As you may have guessed, I really enjoy running and actively promote this fun sport on my blog. I find running an essential gateway into a happier and more healthy lifestyle. With all the benefits I’ve received from my running journey, I still struggle to make this work. There are days, like today, when old demons resurface a wreak havoc on my psyche. Unlike the past, I recognize what they are and have evolved strong, proactive mechanisms to deal with them. Today a simple 3 mile run turned into a difficult battle of wills. After the run, I wrote the following on my Daily Mile account:
What a struggle of a run. Prior to setting off I tore into myself with ridiculous body image issues. It mentally effed up this run from start to finish. I am angry I let myself entertain those thoughts, let alone allowed them to mess up my run. I know it is only running nerves, I get them before every run. More often, this nervous energy is turning into a vicious body image attack. I’m not happy with that and I’m looking for ways to stop this cycle of unwarranted stress. /end of rant
In the past, I would internalize my overly critical assessments; now I know what triggers these thoughts and I use this knowledge to reel me back in to a better frame of mind. Some days I’m better at it than others. You should have seen me the week leading up to my first Triathlon, my thoughts ranged from ditching the race altogether because I looked silly in Tri-Suit to reminding myself that piranha do not live in the Schuylkill river. Despite these thoughts, I managed to complete my first Triathlon. Yay me!
The message I am attempting to communicate to my readers is keeping physically fit and maintaining a healthier lifestyle is so worth the struggle. Everyone, even elites, have to face this struggle in their fitness journey. It is when we are struggling that we learn the most about ourselves and gain valuable experience for whatever faces us in life. Throughout my journey, I have learned to recognize my stress triggers and effectively manage them. This is a skill which transfers into every aspect of my life. A lovely side benefit of exercise.

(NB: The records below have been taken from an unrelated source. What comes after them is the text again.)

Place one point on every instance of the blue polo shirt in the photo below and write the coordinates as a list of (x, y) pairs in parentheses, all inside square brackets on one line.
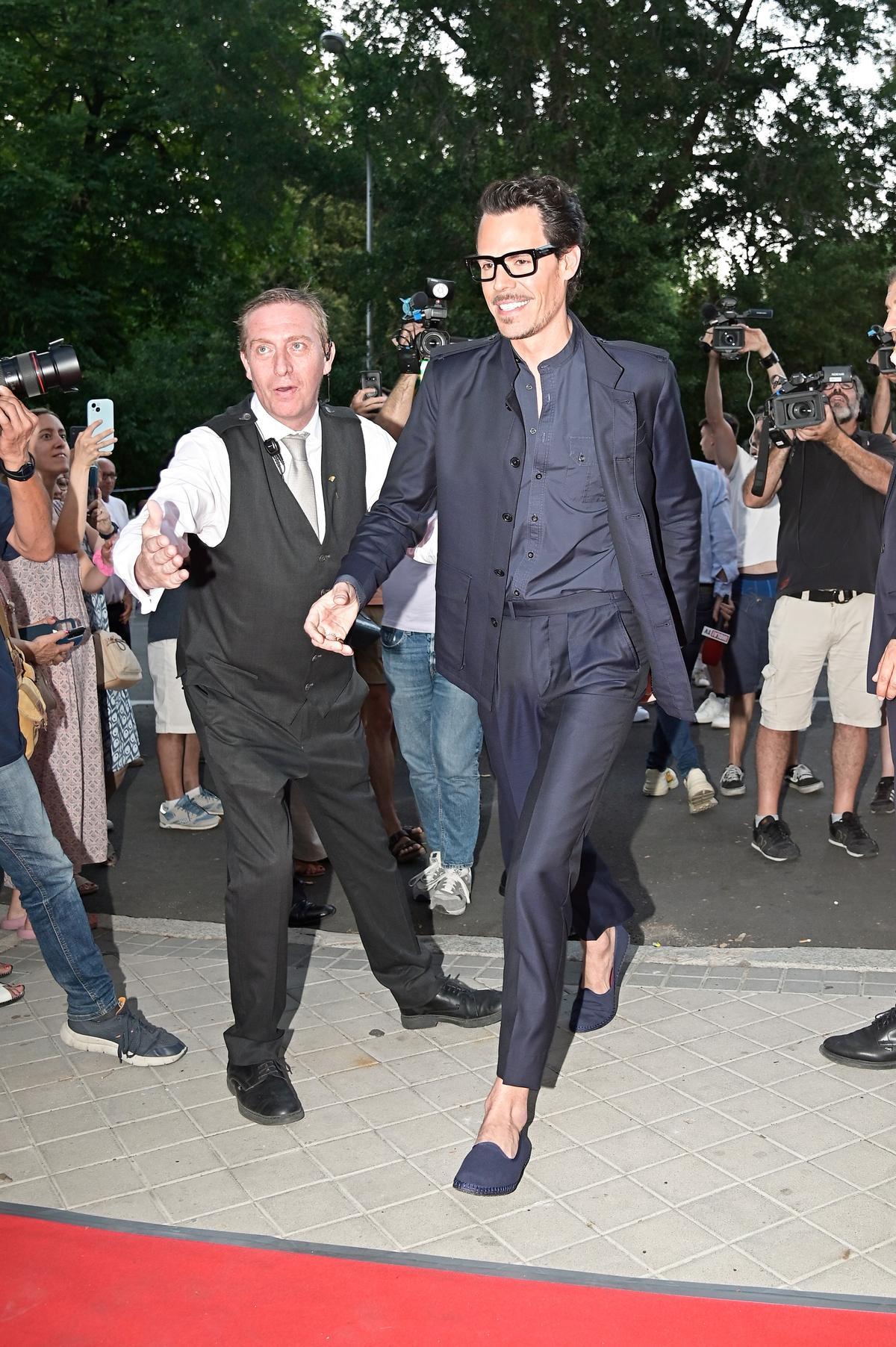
[(11, 741)]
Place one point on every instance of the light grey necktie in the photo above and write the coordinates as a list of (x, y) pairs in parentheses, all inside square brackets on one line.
[(299, 477)]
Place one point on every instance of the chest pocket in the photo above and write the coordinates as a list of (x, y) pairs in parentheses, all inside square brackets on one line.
[(584, 485)]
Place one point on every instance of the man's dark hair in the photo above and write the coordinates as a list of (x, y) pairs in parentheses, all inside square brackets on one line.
[(562, 216), (732, 420)]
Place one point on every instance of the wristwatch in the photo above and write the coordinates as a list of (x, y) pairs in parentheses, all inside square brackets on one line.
[(20, 474)]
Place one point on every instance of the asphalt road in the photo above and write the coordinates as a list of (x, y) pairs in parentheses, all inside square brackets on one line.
[(693, 881)]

Honestly, I wish every run came with rainbows and sugar plums, sadly, they do not. Some runs are a breeze, others take everything I have to finish the run. I’ve learned to simply push through; knowing that this will pass and I will be all the stronger for it.
Also, a good public rant is so cathartic during these times. I’m stepping off my soap box feeling a thousand times better and looking forward to my next half marathon this coming Sunday.